Those marks are based on four years of data collected from freshman athletes who entered school between 2003-04 and 2006-07 and earned their degrees in six years.

"More student-athletes than ever before are earning their college degrees, and we are gratified to see our reform efforts impact the lives of those we serve," NCAA president Mark Emmert said in a statement. "We have even higher expectations for the future, but we are proud of the progress we have made."

In a year that Emmert and the NCAA have been under intense scrutiny, the annual report gave Emmert plenty to tout.

Eighty-two percent of athletes in the 2006-07 freshman class earned their diplomas, matching a one-year record. Graduation rates over the four-year span hit 81 percent, also a 1-percentage-point increase and another record.

The one-year measuring stick among black female athletes improved from 76 percent in 2005-06 to 78 percent in 2006-07.

And players in the Football Bowl Subdivision topped last year's record high of 70 percent by hitting 71 percent thanks to a 4-percentage-point jump, to 84 percent, among white FBS players and 2-percentage-point jump, to 64 percent, among black FBS players.

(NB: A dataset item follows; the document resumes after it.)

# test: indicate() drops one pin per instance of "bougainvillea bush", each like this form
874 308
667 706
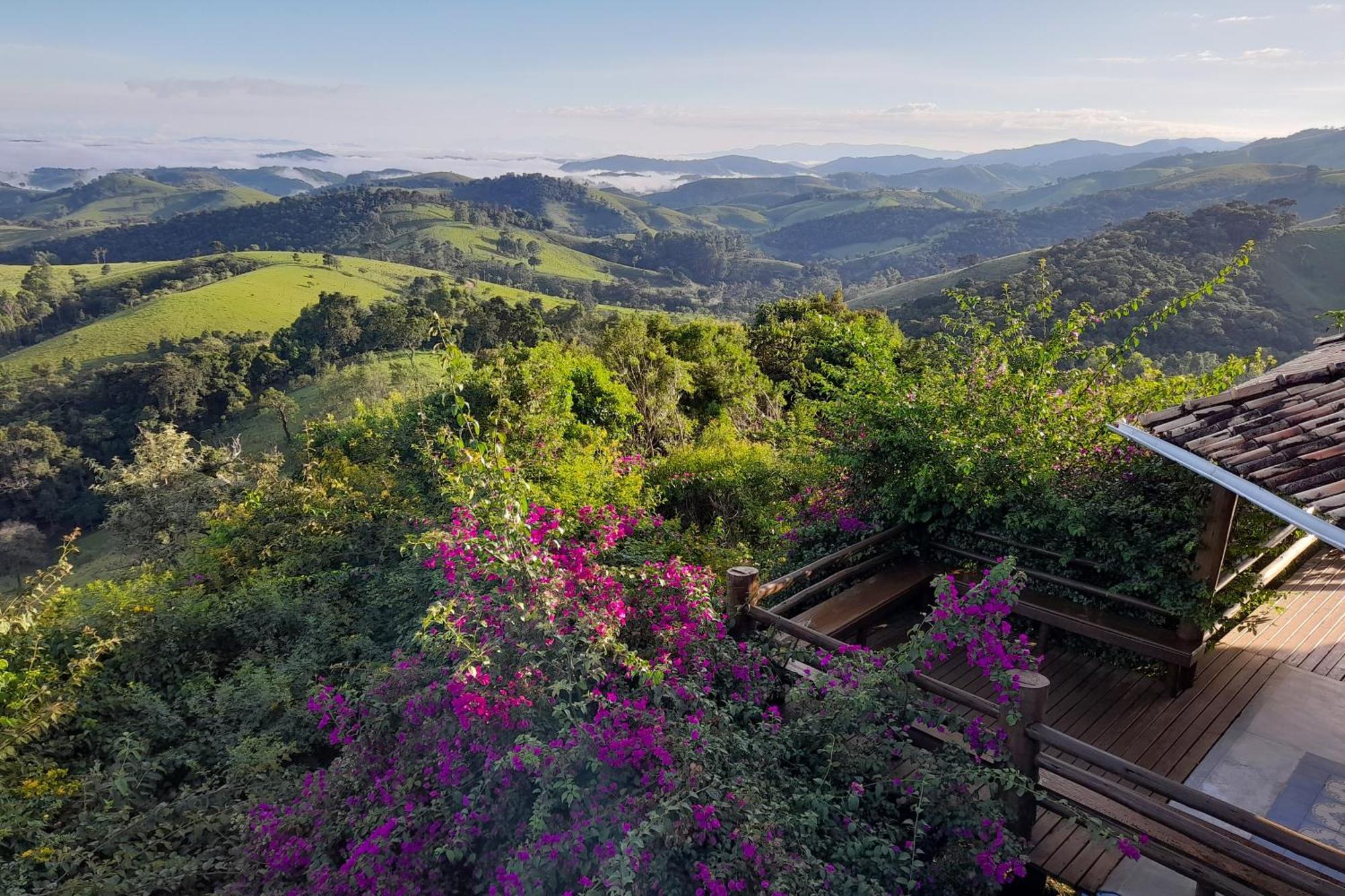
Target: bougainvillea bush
571 725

Alabama, which has won the past two BCS titles and is ranked No. 1 this season, finished at 73 percent, ahead of football's four-year average (70 percent). Notre Dame, which lost in January's BCS title game, had a grad rate of 94 percent.

There were similar trends in basketball.

• Michigan, the men's runner-up, and surprising Wichita State both came in at 75 percent, both ahead of the four-year average in their sport (70). National champion Louisville was third at 70 percent, and only Syracuse (45) fell below the national average.

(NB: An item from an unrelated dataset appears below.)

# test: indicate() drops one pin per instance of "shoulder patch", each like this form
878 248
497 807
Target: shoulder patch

• Three of the four women's Final Four teams also topped the sport's four-year average (85). Notre Dame came in at 100 percent with Connecticut and Louisville both at 92. California's grad rate was 75 percent.

NCAA officials believe that academic reforms implemented over the past two decades have made an impact.

"We're achieving great success through the academic performance program, and our student-athletes, coaches and administrators are working together," said Walter Harrison, president at the University of Hartford and chairman of the NCAA's committee on academic performance. "They understand the program, and there are more student-athletes graduating."

Critics contend that the NCAA numbers are not as accurate as those compiled by the federal government. They point out that college athletes receive more financial help than other students and have more access to tutors and other academic help, provided by the athletic department.

Even so, the federal report showed that college athletes were slightly more likely (65 to 64 percent) to graduate in six years than other students. It's the third consecutive year college athletes hit 65 percent, still the record.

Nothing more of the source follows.